The Treasury claims the insurance scheme will "reduce banks’ uncertainty about the value of past investments, so providing them with greater confidence to lend in the future to creditworthy businesses, homeowners and consumers".

The government will also be pushing banks to sign up to "specific and quantified lending commitments" for lenders to increase loans to consumers and businesses that will be "binding and externally audited".

Mr Brown and Mr Darling also confirmed an increase in the government's stake in Royal Bank of Scotland as £5 billion worth of preferred shares are converted to ordinary stock.

The prime minister said: "I am angry at RBS and what has happened – these were irresponsible risks taken with people's money."

In particular he hit out at the losses made from the US subprime mortgage market and the purchase of Dutch bank ABM Amro.

"People have right to be angry," Mr Brown said.

This would take the government's holding in RBS to 70 per cent and allow RBS to cease paying the high premium on the preferred stock so it can focus on lending again.

RBS will make an extra £6 billion of lending available.

Mr Darling said the help had to come at a cost to banks - with increased lending forced.

The prime minister said he "utterly disputed" he was offering banks a blank cheque.

The chancellor, meanwhile, told reporters: "At every stage we look after the taxpayer interest.

"If we don’t do anything, banks will not lend to each other and the situation will be much worse.

"The cost of doing nothing is so much more."

It was also confirmed that Northern Rock, nationalised last year, will be repaying a government loan at a slower rate – no longer pushing customers to remortgage with other lenders.

"It is not appropriate for Northern Rock to continue shrink," Mr Darling said.

"It is right now for them to maintain lending in housing market.

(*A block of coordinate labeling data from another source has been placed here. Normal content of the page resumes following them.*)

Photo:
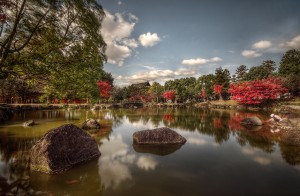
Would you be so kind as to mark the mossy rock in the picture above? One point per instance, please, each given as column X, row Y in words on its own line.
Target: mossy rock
column 61, row 149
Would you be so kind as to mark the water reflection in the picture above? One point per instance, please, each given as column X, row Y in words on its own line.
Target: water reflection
column 215, row 141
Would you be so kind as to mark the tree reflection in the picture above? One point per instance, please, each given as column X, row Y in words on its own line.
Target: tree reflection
column 219, row 124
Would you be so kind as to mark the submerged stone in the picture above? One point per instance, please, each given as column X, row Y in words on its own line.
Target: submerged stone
column 61, row 149
column 91, row 124
column 158, row 136
column 29, row 123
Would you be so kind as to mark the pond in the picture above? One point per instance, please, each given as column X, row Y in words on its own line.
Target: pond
column 220, row 157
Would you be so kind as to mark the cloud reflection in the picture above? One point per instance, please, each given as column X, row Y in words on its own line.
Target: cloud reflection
column 113, row 164
column 146, row 163
column 115, row 161
column 262, row 160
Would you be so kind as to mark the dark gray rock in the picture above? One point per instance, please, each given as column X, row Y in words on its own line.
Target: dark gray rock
column 63, row 148
column 91, row 124
column 252, row 121
column 29, row 123
column 159, row 136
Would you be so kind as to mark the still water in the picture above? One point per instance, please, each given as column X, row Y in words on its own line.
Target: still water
column 221, row 157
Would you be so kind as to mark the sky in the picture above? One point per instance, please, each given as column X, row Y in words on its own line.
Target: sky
column 161, row 40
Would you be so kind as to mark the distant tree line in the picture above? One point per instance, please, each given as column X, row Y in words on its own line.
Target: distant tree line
column 216, row 86
column 51, row 50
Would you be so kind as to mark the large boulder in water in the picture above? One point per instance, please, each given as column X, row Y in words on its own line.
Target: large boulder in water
column 29, row 123
column 159, row 136
column 91, row 124
column 61, row 149
column 252, row 121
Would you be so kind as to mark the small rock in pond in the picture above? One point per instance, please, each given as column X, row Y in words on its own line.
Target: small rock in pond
column 29, row 123
column 91, row 124
column 252, row 121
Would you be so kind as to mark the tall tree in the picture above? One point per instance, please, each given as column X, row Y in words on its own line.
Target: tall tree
column 206, row 82
column 156, row 90
column 290, row 69
column 266, row 69
column 56, row 44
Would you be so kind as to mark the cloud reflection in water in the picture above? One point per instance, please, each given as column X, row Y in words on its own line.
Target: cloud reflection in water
column 116, row 160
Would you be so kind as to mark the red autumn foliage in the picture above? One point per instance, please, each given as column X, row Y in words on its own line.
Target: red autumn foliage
column 234, row 122
column 217, row 123
column 141, row 98
column 4, row 3
column 218, row 88
column 105, row 89
column 258, row 91
column 169, row 95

Basically telling people to go and telling them to go to a market where there is no money available isn't right."

He said it was right at the time of privatisation.

The Treasury insisted the impact of the bailout on the public purse would be "mostly temporary".

"Investments will be held for no longer than is necessary to ensure stability and protect taxpayer interests; liabilities will be backed by assets; and fees will be charged for relevant schemes," a statement said.